Prestasi Santri Tunanetra
Di sisi lain, kabar membanggakan datang dari salah satu siswa YAPTI. Isdahlia Majid, siswi kelas 12 SLB A YAPTI, dinyatakan lulus melalui jalur Seleksi Nasional Berdasarkan Prestasi (SNBP) dan diterima di Universitas Negeri Makassar (UNM) pada jurusan Pendidikan Khusus.
Dahlia—sapaan akrabnya—mengaku bersyukur atas capaian tersebut.
“Alhamdulillah, saya sangat bahagia.
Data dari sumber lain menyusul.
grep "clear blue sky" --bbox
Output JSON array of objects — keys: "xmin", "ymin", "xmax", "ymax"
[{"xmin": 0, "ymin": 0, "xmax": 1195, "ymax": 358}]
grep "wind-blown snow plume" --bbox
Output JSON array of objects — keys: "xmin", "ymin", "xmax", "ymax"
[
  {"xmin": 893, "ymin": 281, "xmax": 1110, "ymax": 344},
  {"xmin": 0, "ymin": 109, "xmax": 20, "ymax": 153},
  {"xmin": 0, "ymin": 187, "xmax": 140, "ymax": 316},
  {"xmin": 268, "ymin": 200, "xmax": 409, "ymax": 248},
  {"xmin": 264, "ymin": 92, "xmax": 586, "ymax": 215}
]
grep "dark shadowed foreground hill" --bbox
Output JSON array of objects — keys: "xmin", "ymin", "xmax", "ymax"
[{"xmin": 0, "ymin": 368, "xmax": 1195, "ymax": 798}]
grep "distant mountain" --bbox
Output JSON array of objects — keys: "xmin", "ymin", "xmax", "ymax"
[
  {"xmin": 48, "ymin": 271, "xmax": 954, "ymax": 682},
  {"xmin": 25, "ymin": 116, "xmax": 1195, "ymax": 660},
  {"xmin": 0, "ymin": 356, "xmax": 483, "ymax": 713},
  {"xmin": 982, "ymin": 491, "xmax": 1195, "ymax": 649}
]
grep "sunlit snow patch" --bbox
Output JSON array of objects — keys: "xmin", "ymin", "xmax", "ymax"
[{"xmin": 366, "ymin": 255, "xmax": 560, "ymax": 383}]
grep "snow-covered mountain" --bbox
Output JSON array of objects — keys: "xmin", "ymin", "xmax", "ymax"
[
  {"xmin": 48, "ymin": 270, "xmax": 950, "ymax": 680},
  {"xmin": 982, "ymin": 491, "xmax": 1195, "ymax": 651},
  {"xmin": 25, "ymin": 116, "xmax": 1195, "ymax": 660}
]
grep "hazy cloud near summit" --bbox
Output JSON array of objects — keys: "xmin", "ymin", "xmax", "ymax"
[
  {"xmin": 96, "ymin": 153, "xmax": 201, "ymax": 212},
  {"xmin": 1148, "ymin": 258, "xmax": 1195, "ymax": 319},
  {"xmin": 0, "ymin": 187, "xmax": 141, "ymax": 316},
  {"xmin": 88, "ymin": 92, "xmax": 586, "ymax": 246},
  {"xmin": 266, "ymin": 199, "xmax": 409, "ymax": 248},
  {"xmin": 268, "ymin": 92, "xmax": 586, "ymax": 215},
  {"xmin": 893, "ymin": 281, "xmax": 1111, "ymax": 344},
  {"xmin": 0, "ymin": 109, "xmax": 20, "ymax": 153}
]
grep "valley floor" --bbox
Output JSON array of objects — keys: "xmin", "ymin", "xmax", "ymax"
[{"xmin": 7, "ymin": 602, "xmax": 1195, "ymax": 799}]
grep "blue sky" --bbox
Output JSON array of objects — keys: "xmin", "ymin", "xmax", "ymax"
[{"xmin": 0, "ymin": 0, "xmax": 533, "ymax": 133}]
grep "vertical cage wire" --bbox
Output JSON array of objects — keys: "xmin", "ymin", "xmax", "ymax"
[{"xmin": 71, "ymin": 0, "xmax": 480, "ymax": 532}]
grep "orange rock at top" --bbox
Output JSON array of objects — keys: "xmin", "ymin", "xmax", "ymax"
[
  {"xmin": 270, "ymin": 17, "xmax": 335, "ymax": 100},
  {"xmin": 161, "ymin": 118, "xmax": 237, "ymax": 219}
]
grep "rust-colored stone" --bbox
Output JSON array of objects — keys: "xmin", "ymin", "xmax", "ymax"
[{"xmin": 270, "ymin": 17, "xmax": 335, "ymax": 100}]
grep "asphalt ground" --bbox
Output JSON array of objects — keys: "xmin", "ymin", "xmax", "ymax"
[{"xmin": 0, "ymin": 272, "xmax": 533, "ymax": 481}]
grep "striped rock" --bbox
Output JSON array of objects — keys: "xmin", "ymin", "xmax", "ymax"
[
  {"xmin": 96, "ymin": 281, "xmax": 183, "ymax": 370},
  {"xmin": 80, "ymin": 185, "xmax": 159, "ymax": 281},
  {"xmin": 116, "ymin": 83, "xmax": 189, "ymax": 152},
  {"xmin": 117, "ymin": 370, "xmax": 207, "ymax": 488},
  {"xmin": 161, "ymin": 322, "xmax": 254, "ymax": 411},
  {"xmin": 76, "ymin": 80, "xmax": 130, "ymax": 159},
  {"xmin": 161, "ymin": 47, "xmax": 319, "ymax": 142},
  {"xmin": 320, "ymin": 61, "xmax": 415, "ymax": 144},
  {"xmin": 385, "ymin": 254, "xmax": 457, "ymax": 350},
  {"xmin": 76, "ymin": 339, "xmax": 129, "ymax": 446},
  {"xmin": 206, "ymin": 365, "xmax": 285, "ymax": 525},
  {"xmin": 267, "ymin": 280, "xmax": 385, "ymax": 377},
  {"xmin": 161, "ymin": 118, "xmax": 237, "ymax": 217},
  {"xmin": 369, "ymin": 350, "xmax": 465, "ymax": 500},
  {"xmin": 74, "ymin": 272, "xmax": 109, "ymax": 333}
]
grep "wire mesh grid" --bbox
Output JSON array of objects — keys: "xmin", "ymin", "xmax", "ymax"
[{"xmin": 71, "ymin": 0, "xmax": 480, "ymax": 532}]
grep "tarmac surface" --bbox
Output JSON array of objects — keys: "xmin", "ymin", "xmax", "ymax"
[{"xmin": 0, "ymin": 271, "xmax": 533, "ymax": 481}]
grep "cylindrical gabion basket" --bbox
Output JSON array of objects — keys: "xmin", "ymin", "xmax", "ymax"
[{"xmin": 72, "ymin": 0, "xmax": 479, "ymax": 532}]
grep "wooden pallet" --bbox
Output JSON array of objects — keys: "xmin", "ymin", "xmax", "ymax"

Ini menjadi motivasi bagi saya dan keluarga,” ujarnya saat ditemui, Selasa (31/3/2026).
Ia juga berharap keberhasilannya dapat menjadi inspirasi bagi penyandang disabilitas lainnya, khususnya di daerah asalnya di Kabupaten Barru.
“Saya ingin ini menjadi motivasi bagi masyarakat, terutama penyandang disabilitas, agar tetap semangat menempuh pendidikan,” katanya.
Dahlia juga menyoroti masih minimnya informasi pendidikan bagi anak-anak disabilitas di daerah, yang menyebabkan sebagian orang tua belum menyekolahkan anak mereka.
Acara halal bihalal tersebut ditutup dengan doa bersama dan saling bermaafan, menandai komitmen baru untuk memperkuat sinergi antar pesantren di Sulawesi Selatan dengan semangat kebersamaan.
“Kita tidak sama, tapi harus bersama,” menjadi pesan yang mengemuka dalam pertemuan tersebut.